On peut comparer l’exploitant d’un réacteur au sodium à une vigie sur un navire : le danger n’est pas toujours spectaculaire au départ, il peut apparaître comme un signal faible, une trace chimique, une variation de température, une pression anormale ou un bruit hydraulique discret. Dans cette filière, la sûreté ne consiste pas seulement à résister à un accident majeur, elle consiste à repérer très tôt la dérive minuscule qui pourrait devenir un événement. Cette culture de surveillance fine change la manière de concevoir l’instrumentation, les alarmes et même la formation des opérateurs.

LIRE AUSSI  TVA EDF à 20 % sur l’abonnement, les lignes de facture à vérifier

Projets, références et place dans la 4e génération

Des réacteurs historiques en France et ailleurs

La France a joué un rôle important dans cette filière avec Rapsodie, arrêté en 1983, puis Phénix, arrêté en 2009, et Superphénix, arrêté en 1997. Le projet Astrid, conçu comme démonstrateur technologique, a été arrêté en 2019. Ces expériences ont fourni des enseignements sur le comportement du sodium, les combustibles, les matériaux, la maintenance et l’acceptabilité industrielle.

À l’international, des références comme Monju au Japon, BN600 et BN800 en Russie, ainsi que des programmes en Chine, en Inde et aux États-Unis, montrent que la filière reste suivie. Les noms CFR600, CFR1000, BN-1200, TerraPower ou encore certains projets français comme Hexana et Otrera apparaissent dans le domaine des technologies rapides ou avancées, avec des niveaux de maturité très différents.

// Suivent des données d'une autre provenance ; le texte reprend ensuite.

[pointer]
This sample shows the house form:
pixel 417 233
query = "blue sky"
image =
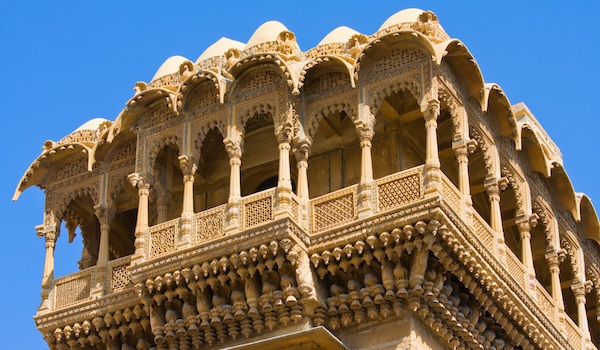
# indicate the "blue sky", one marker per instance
pixel 63 63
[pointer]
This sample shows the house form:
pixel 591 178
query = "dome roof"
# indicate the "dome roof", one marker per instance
pixel 268 31
pixel 91 124
pixel 171 65
pixel 219 48
pixel 407 15
pixel 338 35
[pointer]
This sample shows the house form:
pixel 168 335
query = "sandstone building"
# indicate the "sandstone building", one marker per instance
pixel 371 192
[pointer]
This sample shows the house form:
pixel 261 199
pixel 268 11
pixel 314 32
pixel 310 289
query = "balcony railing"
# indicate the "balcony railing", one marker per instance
pixel 326 212
pixel 73 289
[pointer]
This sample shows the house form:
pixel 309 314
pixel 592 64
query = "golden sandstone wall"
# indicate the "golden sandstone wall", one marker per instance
pixel 371 192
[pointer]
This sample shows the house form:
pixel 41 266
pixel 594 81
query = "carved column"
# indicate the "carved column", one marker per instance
pixel 526 254
pixel 284 184
pixel 141 226
pixel 432 160
pixel 580 288
pixel 187 213
pixel 104 217
pixel 554 259
pixel 493 190
pixel 302 152
pixel 50 230
pixel 365 134
pixel 234 147
pixel 163 199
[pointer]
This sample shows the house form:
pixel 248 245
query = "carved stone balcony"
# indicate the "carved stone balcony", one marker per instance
pixel 397 199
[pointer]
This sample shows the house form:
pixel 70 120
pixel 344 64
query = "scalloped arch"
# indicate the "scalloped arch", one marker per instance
pixel 39 169
pixel 462 62
pixel 589 217
pixel 498 105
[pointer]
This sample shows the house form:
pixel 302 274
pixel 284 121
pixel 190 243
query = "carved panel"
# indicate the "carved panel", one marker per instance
pixel 73 288
pixel 395 190
pixel 483 231
pixel 326 85
pixel 257 208
pixel 209 224
pixel 162 238
pixel 516 268
pixel 120 278
pixel 334 209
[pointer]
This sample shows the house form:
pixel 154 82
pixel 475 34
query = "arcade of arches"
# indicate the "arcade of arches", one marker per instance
pixel 372 192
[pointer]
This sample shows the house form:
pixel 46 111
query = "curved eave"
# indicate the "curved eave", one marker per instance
pixel 396 36
pixel 325 60
pixel 100 147
pixel 258 59
pixel 456 53
pixel 138 103
pixel 190 83
pixel 538 159
pixel 497 102
pixel 565 191
pixel 38 170
pixel 589 217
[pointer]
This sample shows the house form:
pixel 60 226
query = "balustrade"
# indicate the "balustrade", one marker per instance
pixel 325 213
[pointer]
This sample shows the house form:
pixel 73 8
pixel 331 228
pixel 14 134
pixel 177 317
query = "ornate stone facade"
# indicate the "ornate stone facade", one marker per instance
pixel 370 193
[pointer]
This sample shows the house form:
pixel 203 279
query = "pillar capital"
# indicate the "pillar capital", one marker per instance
pixel 234 147
pixel 139 180
pixel 302 149
pixel 431 110
pixel 188 166
pixel 524 227
pixel 284 133
pixel 103 213
pixel 365 130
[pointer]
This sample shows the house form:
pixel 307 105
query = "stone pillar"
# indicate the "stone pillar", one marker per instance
pixel 554 259
pixel 302 152
pixel 187 213
pixel 163 199
pixel 365 134
pixel 493 190
pixel 104 218
pixel 526 254
pixel 580 288
pixel 50 230
pixel 234 149
pixel 284 183
pixel 141 226
pixel 432 160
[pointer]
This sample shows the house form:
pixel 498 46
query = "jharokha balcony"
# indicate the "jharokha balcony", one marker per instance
pixel 399 215
pixel 264 195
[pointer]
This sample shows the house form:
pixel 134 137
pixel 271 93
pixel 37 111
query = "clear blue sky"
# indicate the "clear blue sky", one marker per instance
pixel 63 63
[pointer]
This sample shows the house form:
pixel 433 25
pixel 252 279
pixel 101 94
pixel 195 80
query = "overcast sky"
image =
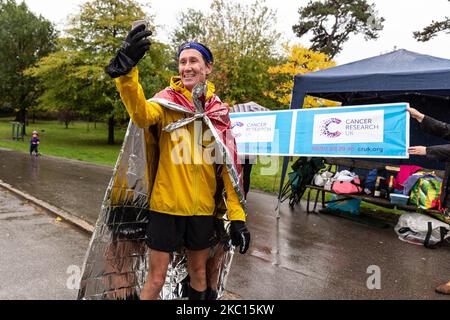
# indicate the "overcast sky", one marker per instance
pixel 402 18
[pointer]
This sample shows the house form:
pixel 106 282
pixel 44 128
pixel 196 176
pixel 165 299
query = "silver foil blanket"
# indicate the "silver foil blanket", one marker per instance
pixel 116 262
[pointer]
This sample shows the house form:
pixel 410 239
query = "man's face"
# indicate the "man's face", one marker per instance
pixel 192 68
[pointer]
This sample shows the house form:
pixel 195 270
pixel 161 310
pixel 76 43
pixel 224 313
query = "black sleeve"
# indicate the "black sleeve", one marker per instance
pixel 439 153
pixel 436 127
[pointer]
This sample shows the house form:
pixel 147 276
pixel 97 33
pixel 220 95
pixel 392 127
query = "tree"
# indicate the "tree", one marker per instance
pixel 433 29
pixel 243 40
pixel 192 27
pixel 74 76
pixel 331 23
pixel 300 60
pixel 24 38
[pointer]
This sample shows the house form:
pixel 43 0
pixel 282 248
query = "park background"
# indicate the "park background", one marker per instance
pixel 53 78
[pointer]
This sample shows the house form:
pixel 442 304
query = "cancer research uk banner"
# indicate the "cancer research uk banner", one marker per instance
pixel 372 131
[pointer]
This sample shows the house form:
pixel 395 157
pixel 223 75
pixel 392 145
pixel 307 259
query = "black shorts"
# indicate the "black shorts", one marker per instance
pixel 168 233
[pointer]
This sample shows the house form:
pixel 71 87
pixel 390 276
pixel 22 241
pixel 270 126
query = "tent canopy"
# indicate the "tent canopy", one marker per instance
pixel 397 73
pixel 398 76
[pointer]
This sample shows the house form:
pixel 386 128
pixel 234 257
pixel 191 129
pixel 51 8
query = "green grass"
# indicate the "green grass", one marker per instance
pixel 77 142
pixel 91 146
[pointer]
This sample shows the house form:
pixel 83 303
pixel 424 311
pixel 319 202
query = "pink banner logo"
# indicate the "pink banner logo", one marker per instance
pixel 325 130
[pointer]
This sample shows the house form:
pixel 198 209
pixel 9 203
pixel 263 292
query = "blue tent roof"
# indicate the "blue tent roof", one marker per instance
pixel 399 70
pixel 398 76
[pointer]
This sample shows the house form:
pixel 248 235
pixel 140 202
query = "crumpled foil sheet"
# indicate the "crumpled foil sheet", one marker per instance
pixel 116 263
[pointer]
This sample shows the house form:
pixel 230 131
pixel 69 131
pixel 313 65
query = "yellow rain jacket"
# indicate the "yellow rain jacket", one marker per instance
pixel 186 188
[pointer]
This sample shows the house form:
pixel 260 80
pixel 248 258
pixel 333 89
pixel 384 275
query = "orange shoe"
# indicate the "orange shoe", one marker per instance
pixel 444 288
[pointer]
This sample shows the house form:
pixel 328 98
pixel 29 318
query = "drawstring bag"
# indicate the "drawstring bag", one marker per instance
pixel 420 229
pixel 347 187
pixel 346 182
pixel 320 179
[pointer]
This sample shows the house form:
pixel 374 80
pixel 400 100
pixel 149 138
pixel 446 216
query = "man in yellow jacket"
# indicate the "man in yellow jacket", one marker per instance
pixel 182 201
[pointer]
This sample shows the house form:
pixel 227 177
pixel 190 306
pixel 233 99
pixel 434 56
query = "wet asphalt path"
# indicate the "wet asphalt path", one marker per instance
pixel 299 256
pixel 40 258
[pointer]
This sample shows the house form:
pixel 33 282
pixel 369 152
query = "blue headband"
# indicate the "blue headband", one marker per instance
pixel 200 48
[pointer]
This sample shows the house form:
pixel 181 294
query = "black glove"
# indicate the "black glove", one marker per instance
pixel 132 51
pixel 240 236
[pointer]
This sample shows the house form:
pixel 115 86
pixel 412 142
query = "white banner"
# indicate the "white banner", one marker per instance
pixel 254 129
pixel 353 127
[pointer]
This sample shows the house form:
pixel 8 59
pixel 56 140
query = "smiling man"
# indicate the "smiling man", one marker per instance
pixel 182 200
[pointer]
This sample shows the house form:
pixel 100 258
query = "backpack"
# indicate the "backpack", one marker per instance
pixel 425 193
pixel 346 182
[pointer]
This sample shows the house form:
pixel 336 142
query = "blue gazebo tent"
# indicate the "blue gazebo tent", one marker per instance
pixel 398 76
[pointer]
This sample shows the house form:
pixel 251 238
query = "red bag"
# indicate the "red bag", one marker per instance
pixel 347 187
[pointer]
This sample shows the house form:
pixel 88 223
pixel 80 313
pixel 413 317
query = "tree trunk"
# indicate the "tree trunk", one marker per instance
pixel 111 130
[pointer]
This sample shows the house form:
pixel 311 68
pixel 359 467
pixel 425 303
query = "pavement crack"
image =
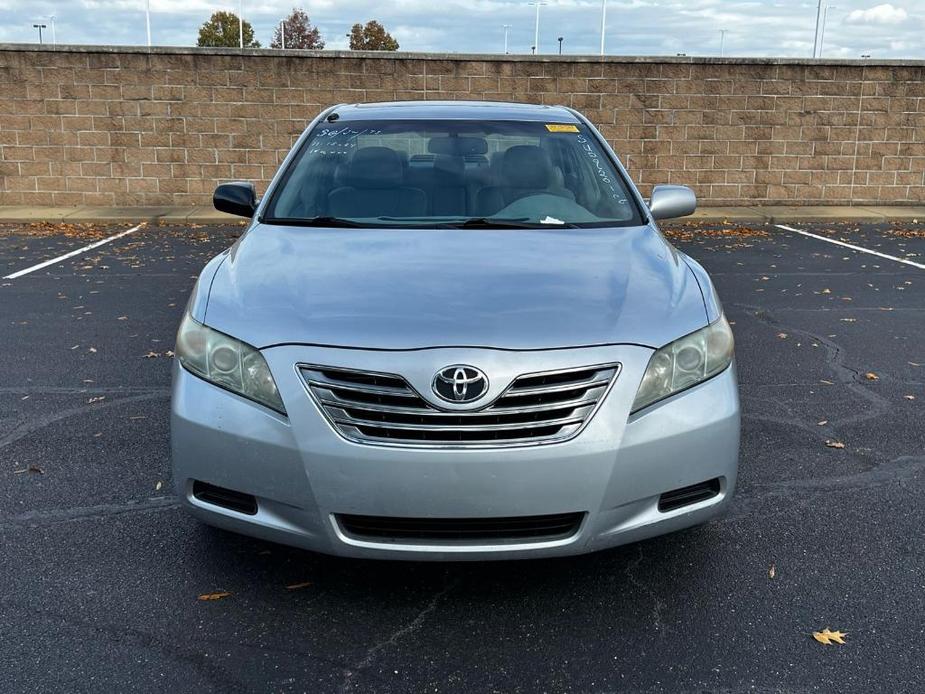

Comparaison rapide avec d’autres filières

Filière Fluide principal Neutrons Point clé
Réacteur à eau légère Eau Thermiques Technologie dominante, mais faible valorisation de l’uranium 238
RNR-Na Sodium liquide Rapides Bon transfert thermique et potentiel de cycle fermé
Réacteur à sels fondus Sels liquides Selon conception Autre piste de 4e génération, avec chimie et matériaux spécifiques

Le réacteur rapide refroidi au sodium n’est donc ni une version améliorée d’un réacteur à eau, ni une solution universelle. C’est une filière cohérente pour des objectifs précis : exploiter les neutrons rapides, recycler davantage de matières nucléaires, produire de l’énergie à haute température et réduire certains inventaires d’actinides. Son avenir dépendra autant de ses performances techniques que de la capacité industrielle à maîtriser durablement le sodium, le combustible et le cycle associé.